Olhos cozidos de vida arrastada. Cinema polifônico é só o que desejo
no momento, apesar de andar meio travado. Descobri que pra mim tudo
depende das relações intergalaxiais, não da ordem da comunicação
simplória e sim do apuro da intuição rarefeita em ligação direta, que
melancolicamente vai de mal para pior, interrompida pela falta da
troca de canais, por culpa das contradições, se bem que amo as
contradições. Estive morto durante mais de duas semanas junto com
aquela árvore, essa morte conseguiu fazer com que eu escapasse mais
uma vez do baixio sacolejo da realidade desinteressante. Adoro as
palavras. Não tenho vergonha nenhuma de dia a dia ir ficando mais
doido, ampliando o grau da doce loucura, só sei que agora quero fazer
este filme, apenas tenho que descobrir como. Descobrir a alma do filme
soprou o Saraceni no pé do meu ouvido. De braços dados com o brother
soul.  O aconchego cor de rosa da verdadeira morte com a bela árvore,
minha amante secreta, possibilitou nova ereção frondosa vertical,
quase adolescente à beira do meu umbigo.
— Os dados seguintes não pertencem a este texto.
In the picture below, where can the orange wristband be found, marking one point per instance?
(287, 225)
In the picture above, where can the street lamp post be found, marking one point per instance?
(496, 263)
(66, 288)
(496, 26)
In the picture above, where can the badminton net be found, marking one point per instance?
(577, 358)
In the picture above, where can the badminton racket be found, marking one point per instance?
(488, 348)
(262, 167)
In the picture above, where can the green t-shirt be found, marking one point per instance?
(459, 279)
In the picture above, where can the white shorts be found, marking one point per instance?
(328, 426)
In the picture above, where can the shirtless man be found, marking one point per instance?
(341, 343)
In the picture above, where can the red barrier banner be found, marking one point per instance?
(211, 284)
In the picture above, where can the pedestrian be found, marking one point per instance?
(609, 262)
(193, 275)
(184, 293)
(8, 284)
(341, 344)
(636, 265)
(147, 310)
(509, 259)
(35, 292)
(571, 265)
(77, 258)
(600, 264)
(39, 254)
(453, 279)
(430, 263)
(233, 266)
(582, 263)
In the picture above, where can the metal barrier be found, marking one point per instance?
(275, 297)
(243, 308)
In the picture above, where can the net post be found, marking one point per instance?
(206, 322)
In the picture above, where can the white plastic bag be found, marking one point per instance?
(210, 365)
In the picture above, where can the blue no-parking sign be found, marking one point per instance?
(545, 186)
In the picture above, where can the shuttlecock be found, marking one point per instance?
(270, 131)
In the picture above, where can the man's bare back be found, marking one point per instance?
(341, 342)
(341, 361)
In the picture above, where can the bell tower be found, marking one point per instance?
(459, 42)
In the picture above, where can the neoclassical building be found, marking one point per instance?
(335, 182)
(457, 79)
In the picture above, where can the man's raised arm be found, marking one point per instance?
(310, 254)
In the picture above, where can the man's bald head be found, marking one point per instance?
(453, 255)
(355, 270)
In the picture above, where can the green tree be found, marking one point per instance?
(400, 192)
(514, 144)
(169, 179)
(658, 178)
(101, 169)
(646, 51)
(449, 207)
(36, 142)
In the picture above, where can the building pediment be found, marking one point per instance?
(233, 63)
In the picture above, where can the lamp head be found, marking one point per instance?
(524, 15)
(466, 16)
Fulge, ó rosa, rosa às vezes
de tão rosa vermelha, em explosões de juras de amor, rosa se mostra
esparzindo perfumes nos rincões, no horto montanhês e na cidade
iluminada por luzes intangíveis. Rosa de calor, rosa apaixonada de
rútila esperança orvalhada, língua rosa se expande da cor de Cereja
rosa, cintila por entre luas brancas, de tão brancas acharam em si, o
que tinham de rosas. É fugaz a rosa igual a rosa do coração
apaixonado.  Rosa rubra.  Rosa culposa da menstruação vermelha meio
vermelho rosa. Rosas do Dorival.  Rosas de Abril. Tudo me diz não
podes mais fingir. Rosas a me confundir.  Minha anatomia enlouqueceu,
sou todo coração. Confesso que gostei de minha morte, juntinho da
árvore, por todos esses dias, não posso contar para ninguém, é um
mágico segredo. Morreria de novo com ela, se me chamasse, ou então eu
mesmo a chamaria de meu amor rosa. Sim, podemos morrer só um pouquinho
todo dia, durante as noites também, quem sabe? Ela não respondeu. A
culpa e ela voltaram a se encontrar, pura perda de tempo.  Vamos
seguindo em frente. Não sei o porquê do vamos, se sempre vou só, como
todo mundo que se preza. Os bigodes do Rosemberg. O destino é apenas
um, onde a bússola indica e o coração desconfia, não sei usar fio
dental para o desespero dos meus dentes. Descobri ao acaso esta
sonatina mozartiana. Sofres porque queres, foi o que disse o cara para
a mulher no bar calorento do Domingo sem futebol e eu anotei também
não sei por que, no verso do bilhete do bicho que joguei na cobra e na
borboleta, pode dar na cabeça. Ouvi Recôndita Harmonia do Giácomo
Puccini na voz dele o cantor. O que significou isto para o filme que
estou a fazer, não sei, sei que significou alguma coisa. A receita de
família é manter um distanciamento crítico.  A música começou muito
bem. A rosa louca. O excesso de rosa. Longe lá onde eu nem sei, cantou
o doce Afonsinho Heliodoro. Exitetion Blues. Vou tentar penetrar a
fronteira imprecisa entre a arte e a técnica, disse a rainha da Leica,
tudo foi ajustado com grande precisão, tínhamos já aí a correção de

Paralaxe, leve e manuseável.  A arma do caçador foi esquecida, o muque
da arte pode acertar o alvo por si mesmo como um preâmbulo ainda
desconhecido, como um evangelho não domesticado, como nossa mestiça
bárbara vontade incontida. Eu vou numa caravela, a velha Santa Maria,
que passa Domingo de noite, pelo meu Rio de Janeiro. Se você quiser
também, entre na embarcação e vamos sorrindo para o mundo.